This is why in 2013, just before the Harmonised Elections, the then Minister of Local Government, Ignatius Chombo, was able to issue a policy directive writing off debts owed by residents to the council. It was a populist political directive designed to yield political dividends for ZANU PF in the elections but it was profoundly unsound as it deprived urban councils of assets from its books. The residents may have rejoiced at the debt relief, but it left the city in a poorer state. However, the fact is that the Minister had used powers that he had under the law. Even if the opposition or the local authority thought it was irrational use of power, no one was prepared to challenge the Minister because it would have been political suicide to fight the populist move.
Minister’s Power to Reverse Council Resolutions
In addition, section 314 of the Urban Councils Act gives power to the Minister to reverse, suspend or set aside any resolution, decision or action of a council if he or she believes it not in the interests of residents or the national interest. The council has a mandatory duty to comply with the Minister’s directive. This is a significant power, which essentially subjects all council decisions to the whims of the Minister. Therefore, to use a basic example, if a council decides to rename streets, and passes a resolution to that effect, the Minister can simply reverse or set aside the decision.

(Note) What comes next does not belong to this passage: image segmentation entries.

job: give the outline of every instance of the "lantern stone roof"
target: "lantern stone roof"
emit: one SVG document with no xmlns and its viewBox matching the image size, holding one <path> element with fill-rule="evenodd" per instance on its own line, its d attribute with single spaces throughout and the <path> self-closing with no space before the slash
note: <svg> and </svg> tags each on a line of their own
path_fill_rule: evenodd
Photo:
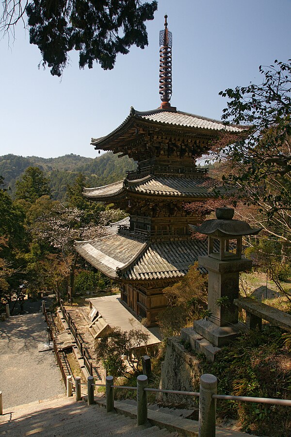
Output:
<svg viewBox="0 0 291 437">
<path fill-rule="evenodd" d="M 226 125 L 218 120 L 173 109 L 158 108 L 143 112 L 131 107 L 129 115 L 118 127 L 105 136 L 92 138 L 91 144 L 97 150 L 114 151 L 120 144 L 120 139 L 125 142 L 138 136 L 139 127 L 156 128 L 160 133 L 167 130 L 176 136 L 183 133 L 188 133 L 190 136 L 197 136 L 200 133 L 210 137 L 216 135 L 219 131 L 235 133 L 241 132 L 243 128 L 234 125 Z"/>
<path fill-rule="evenodd" d="M 237 237 L 243 235 L 256 235 L 262 228 L 251 228 L 249 224 L 242 220 L 234 220 L 233 208 L 224 206 L 217 208 L 215 211 L 216 218 L 205 220 L 200 226 L 190 225 L 190 228 L 196 232 L 204 235 L 214 237 Z"/>
<path fill-rule="evenodd" d="M 200 226 L 189 225 L 193 231 L 205 235 L 225 237 L 226 235 L 239 236 L 256 235 L 262 228 L 251 228 L 249 224 L 242 220 L 219 220 L 212 218 L 206 220 Z"/>
<path fill-rule="evenodd" d="M 207 253 L 207 243 L 200 240 L 148 242 L 119 234 L 75 241 L 75 248 L 108 276 L 129 281 L 181 277 Z"/>
<path fill-rule="evenodd" d="M 125 179 L 114 184 L 96 188 L 85 188 L 83 194 L 88 199 L 102 200 L 125 193 L 136 193 L 147 196 L 192 199 L 212 198 L 210 178 L 197 172 L 196 176 L 183 177 L 178 176 L 148 176 L 134 180 Z"/>
</svg>

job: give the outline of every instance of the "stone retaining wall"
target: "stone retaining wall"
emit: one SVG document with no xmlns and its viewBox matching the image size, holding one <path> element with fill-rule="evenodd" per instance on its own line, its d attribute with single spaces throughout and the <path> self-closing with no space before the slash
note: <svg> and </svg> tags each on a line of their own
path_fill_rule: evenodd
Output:
<svg viewBox="0 0 291 437">
<path fill-rule="evenodd" d="M 160 388 L 166 390 L 199 391 L 201 374 L 198 360 L 181 343 L 179 336 L 169 337 L 162 363 Z M 158 401 L 164 403 L 197 406 L 193 396 L 160 394 Z"/>
</svg>

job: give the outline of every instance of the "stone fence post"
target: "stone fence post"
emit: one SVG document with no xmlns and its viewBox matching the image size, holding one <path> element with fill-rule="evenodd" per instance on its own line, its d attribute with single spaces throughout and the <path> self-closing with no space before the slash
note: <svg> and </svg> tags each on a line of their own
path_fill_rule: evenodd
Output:
<svg viewBox="0 0 291 437">
<path fill-rule="evenodd" d="M 144 389 L 147 387 L 147 376 L 146 375 L 139 375 L 137 377 L 136 390 L 138 425 L 143 425 L 147 420 L 147 394 Z"/>
<path fill-rule="evenodd" d="M 93 405 L 94 403 L 94 378 L 91 375 L 87 378 L 88 387 L 88 404 Z"/>
<path fill-rule="evenodd" d="M 114 389 L 111 386 L 114 383 L 113 376 L 106 376 L 106 411 L 107 413 L 114 410 Z"/>
<path fill-rule="evenodd" d="M 67 376 L 67 398 L 72 396 L 73 387 L 72 385 L 72 375 L 68 375 Z"/>
<path fill-rule="evenodd" d="M 199 437 L 215 437 L 217 379 L 213 375 L 201 375 L 199 400 Z"/>
<path fill-rule="evenodd" d="M 81 400 L 81 378 L 80 376 L 76 376 L 75 378 L 76 387 L 76 400 Z"/>
</svg>

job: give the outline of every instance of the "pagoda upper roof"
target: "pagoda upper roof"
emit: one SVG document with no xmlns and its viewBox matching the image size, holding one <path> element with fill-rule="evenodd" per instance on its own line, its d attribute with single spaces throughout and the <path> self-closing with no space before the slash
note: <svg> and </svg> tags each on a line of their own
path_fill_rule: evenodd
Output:
<svg viewBox="0 0 291 437">
<path fill-rule="evenodd" d="M 88 199 L 101 202 L 110 198 L 121 198 L 126 193 L 191 199 L 212 198 L 215 195 L 208 186 L 210 180 L 203 172 L 199 174 L 198 171 L 196 176 L 189 177 L 149 175 L 139 179 L 125 178 L 103 186 L 85 188 L 83 194 Z"/>
<path fill-rule="evenodd" d="M 199 256 L 207 254 L 207 245 L 200 240 L 145 242 L 134 236 L 116 234 L 75 241 L 75 247 L 108 276 L 134 281 L 183 276 Z"/>
<path fill-rule="evenodd" d="M 175 109 L 158 108 L 143 112 L 131 107 L 129 115 L 118 127 L 105 136 L 92 138 L 91 144 L 97 150 L 118 151 L 117 148 L 120 146 L 121 141 L 127 142 L 129 138 L 134 138 L 139 135 L 136 130 L 139 126 L 147 127 L 150 130 L 151 128 L 158 129 L 160 132 L 172 130 L 177 136 L 183 134 L 190 134 L 190 137 L 191 134 L 197 136 L 200 133 L 208 137 L 216 136 L 219 131 L 234 133 L 241 132 L 243 128 L 233 125 L 226 125 L 218 120 Z"/>
</svg>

There is virtually nothing that the council can do without the Minister’s consent and authority. If the Minister does not like a council resolution, he has all the powers to reverse it. The net effect is that while citizens go to the polls to elect councillors to represent them, real power lies in the Minister, over whom residents have no control. In the current power matrix, the MDC Alliance has electoral authority over 28 urban councils, but ZANU PF, through the Minister, has administrative authority over those councils.
On one occasion, an urban council passed a resolution to use the services of debt collectors to pursue debts owed by residents. After all, for a council to fulfil its mandate it must collect rates from residents in terms of the law. In 2013, the Minister stopped the council from using debt collectors on the grounds that it was inhumane to do so. In two other cases, when MDC-run councils in Kwekwe and Chitungwiza resolved to fire some councillors because of corruption, the Minister stood in the way. The MDC complained that the Minister was protecting corrupt councillors. In short, the councils cannot do anything that the Minister does not like. If he does not like it, he has the legal powers to change or stop it.

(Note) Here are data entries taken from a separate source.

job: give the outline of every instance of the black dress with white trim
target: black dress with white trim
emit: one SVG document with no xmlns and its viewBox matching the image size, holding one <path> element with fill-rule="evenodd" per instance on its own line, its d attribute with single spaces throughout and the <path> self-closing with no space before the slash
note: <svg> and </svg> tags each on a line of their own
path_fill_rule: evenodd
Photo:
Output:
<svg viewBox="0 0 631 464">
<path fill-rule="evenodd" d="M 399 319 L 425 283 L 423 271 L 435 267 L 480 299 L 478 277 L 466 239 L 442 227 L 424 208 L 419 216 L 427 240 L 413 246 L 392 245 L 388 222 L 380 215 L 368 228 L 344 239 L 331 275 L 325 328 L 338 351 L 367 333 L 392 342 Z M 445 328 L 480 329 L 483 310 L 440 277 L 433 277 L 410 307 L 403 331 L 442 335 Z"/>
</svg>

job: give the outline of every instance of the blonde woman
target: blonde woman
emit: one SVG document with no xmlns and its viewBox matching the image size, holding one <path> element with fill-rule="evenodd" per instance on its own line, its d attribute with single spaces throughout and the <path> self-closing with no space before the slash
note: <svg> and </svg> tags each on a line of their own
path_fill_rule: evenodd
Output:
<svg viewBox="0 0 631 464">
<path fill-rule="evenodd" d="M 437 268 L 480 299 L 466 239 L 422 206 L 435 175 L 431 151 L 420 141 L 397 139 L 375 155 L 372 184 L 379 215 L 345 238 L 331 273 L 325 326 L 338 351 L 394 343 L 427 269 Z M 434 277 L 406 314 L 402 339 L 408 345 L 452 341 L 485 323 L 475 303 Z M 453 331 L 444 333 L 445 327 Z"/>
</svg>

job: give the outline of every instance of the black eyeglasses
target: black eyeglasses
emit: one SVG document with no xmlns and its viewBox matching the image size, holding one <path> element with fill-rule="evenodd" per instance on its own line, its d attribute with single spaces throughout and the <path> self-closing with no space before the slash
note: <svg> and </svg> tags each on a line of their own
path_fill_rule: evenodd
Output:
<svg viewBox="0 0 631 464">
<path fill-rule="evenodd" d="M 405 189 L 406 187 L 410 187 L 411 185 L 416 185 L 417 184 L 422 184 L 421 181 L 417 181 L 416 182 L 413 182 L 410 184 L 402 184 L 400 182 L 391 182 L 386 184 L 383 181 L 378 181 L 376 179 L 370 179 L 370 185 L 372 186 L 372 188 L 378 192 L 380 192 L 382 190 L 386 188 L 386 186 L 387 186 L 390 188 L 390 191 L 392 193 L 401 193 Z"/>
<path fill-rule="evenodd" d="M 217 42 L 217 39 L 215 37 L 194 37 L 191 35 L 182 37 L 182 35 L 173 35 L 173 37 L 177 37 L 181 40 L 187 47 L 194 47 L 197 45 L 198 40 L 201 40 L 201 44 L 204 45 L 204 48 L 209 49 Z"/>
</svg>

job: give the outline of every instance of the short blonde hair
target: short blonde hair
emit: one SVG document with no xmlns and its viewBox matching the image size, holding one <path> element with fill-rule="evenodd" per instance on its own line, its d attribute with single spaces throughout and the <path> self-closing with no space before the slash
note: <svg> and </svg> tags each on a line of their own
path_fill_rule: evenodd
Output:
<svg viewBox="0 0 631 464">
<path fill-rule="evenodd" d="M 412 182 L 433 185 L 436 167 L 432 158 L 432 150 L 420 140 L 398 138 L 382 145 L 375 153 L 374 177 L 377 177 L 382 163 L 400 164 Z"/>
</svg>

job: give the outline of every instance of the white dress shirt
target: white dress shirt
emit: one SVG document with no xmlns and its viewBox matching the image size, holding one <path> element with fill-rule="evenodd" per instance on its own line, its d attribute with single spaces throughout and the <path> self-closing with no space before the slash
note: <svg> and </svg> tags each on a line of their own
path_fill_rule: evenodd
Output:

Power to appoint senior management
The governance of local authorities can be divided between the elected and the unelected. The elected comprise the mayor and councillors while the unelected are the senior management and staff of the council. The unelected are appointed and have a contractual relationship with the council, often outlasting the councillors who are elected for a five year term. Therefore, while councillors come and go, staff of the council have continuity. The unelected have permanent wages and benefits which outshine the remuneration and allowances that councillors get. This already gives senior council staff economic leverage over councillors, which can be used to capture them especially if they are of impecunious circumstances.

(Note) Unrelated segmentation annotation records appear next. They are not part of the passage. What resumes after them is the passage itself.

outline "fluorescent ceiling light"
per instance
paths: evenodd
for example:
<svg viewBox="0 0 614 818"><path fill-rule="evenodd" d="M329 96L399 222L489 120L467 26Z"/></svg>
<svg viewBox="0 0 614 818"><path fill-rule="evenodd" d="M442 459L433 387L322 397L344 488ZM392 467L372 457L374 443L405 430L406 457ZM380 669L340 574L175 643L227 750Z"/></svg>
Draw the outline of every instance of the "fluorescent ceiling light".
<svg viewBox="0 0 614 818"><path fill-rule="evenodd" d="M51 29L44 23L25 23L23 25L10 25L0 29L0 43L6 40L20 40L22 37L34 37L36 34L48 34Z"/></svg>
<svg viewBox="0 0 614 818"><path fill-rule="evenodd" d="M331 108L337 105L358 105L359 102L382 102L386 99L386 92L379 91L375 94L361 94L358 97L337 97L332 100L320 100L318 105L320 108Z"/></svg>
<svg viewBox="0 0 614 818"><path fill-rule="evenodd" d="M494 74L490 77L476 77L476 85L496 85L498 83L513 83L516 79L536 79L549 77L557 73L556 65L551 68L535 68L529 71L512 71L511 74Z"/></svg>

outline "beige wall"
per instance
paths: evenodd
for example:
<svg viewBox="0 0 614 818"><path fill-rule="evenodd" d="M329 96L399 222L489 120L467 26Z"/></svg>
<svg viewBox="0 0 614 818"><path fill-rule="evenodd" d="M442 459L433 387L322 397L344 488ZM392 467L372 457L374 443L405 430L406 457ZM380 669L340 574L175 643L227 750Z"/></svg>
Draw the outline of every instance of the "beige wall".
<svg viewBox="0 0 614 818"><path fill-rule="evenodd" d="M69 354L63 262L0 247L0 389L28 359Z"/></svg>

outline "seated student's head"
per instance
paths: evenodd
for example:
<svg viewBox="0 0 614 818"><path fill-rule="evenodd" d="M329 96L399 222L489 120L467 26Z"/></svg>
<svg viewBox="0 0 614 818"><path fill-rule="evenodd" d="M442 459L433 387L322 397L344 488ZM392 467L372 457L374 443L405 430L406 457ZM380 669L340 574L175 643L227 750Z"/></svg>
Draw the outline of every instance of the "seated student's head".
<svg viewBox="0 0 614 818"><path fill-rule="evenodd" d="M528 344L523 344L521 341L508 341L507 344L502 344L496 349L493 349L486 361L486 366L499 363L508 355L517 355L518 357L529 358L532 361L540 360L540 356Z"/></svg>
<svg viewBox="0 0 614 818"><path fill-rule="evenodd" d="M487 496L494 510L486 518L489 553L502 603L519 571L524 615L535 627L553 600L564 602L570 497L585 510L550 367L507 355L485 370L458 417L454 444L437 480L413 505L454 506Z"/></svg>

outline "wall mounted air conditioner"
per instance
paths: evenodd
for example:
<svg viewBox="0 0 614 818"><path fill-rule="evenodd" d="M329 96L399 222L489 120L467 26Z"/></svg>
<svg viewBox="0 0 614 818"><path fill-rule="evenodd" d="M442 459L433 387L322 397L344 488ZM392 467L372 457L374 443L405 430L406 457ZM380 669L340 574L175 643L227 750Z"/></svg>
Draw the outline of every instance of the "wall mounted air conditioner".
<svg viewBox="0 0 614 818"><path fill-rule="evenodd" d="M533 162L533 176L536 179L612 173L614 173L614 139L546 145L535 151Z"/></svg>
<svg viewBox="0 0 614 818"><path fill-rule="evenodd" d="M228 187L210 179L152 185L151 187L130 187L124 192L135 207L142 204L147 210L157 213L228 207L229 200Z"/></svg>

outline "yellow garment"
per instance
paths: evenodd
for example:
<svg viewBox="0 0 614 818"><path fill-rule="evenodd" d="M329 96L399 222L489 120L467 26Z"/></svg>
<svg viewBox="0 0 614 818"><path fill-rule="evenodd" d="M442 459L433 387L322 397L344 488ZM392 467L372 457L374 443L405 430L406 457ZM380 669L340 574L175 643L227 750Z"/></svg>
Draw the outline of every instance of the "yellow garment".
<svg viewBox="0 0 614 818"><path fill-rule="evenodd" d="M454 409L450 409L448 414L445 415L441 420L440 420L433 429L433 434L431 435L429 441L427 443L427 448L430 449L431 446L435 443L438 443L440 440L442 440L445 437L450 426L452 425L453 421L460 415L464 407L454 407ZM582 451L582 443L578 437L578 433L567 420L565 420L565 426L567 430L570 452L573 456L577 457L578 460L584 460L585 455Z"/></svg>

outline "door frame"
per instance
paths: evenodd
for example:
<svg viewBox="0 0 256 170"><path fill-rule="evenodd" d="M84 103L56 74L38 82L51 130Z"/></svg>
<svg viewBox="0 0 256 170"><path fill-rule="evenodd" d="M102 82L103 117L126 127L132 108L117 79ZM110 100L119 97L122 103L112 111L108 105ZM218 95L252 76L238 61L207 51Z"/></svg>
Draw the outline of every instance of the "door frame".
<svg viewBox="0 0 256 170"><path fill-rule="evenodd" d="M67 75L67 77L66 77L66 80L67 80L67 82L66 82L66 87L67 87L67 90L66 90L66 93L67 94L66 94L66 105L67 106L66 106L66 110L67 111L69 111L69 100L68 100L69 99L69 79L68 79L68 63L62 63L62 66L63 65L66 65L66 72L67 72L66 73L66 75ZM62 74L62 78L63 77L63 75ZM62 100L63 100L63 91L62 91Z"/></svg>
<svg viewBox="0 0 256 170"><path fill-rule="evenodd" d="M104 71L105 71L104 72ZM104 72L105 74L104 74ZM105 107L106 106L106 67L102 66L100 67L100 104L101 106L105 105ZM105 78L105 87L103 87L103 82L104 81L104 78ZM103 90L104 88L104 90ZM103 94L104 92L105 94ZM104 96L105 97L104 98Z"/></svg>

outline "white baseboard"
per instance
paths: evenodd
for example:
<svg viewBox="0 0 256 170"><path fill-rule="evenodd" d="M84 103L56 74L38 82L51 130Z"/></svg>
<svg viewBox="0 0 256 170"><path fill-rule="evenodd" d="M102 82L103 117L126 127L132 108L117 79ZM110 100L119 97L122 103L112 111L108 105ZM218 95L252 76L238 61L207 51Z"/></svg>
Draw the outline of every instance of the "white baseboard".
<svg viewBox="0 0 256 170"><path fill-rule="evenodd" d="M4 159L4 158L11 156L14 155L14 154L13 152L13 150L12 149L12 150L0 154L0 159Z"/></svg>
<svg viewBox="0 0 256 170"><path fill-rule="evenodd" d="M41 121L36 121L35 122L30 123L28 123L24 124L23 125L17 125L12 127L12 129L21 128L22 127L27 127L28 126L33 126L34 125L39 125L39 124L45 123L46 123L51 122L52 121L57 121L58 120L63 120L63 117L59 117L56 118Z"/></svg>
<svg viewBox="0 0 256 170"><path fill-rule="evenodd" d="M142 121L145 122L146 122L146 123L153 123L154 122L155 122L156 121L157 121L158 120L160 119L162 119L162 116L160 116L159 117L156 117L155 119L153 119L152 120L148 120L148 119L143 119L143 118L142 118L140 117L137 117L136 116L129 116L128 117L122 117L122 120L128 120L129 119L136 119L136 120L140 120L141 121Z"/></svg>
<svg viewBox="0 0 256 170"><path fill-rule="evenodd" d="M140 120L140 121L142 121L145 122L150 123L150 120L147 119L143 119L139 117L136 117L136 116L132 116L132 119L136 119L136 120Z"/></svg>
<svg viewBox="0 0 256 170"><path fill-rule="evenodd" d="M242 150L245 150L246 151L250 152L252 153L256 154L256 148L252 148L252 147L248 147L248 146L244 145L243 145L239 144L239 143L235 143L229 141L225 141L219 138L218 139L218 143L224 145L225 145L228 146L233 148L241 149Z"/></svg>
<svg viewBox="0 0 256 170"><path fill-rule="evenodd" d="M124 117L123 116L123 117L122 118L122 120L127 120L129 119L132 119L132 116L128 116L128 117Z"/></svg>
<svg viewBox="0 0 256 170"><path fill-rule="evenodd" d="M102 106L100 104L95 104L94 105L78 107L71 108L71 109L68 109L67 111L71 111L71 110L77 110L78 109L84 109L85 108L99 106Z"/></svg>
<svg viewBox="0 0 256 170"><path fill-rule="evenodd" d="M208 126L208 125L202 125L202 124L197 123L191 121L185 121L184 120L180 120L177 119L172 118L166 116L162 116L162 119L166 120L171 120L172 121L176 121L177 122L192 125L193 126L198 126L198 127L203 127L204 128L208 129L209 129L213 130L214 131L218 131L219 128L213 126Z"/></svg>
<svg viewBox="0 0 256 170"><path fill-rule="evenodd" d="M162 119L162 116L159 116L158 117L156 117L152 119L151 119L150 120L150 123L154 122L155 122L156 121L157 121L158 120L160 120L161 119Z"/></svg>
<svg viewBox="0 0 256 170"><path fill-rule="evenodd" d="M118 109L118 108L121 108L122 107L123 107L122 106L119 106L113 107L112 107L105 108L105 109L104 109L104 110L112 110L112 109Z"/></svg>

However, the most important point of imbalance regarding senior management of council is that the power to hire and fire them is effectively held by the Minister, acting through the Local Government Board. Senior management include the Town Clerk, who is the chief executive officer of a council and directors of services and operations. In terms of section 123(1)(e), these senior staff are appointed or discharged with the approval of the Local Government Board. Under Part IX, council must recommend suitable candidates to the Local Government Board, which then makes the approval. Under section 116(2), all members of the Local Government Board are appointed by the Minister. If the Local Government Board refuses to approve the appointment, the council must submit a new recommendation. If council fails to do that, the Local Government Board will refer the matter to the Minister who, according to section 135(4), has the final decision. The net effect is that the appointment of senior management is in the hands of the Minister, not the council.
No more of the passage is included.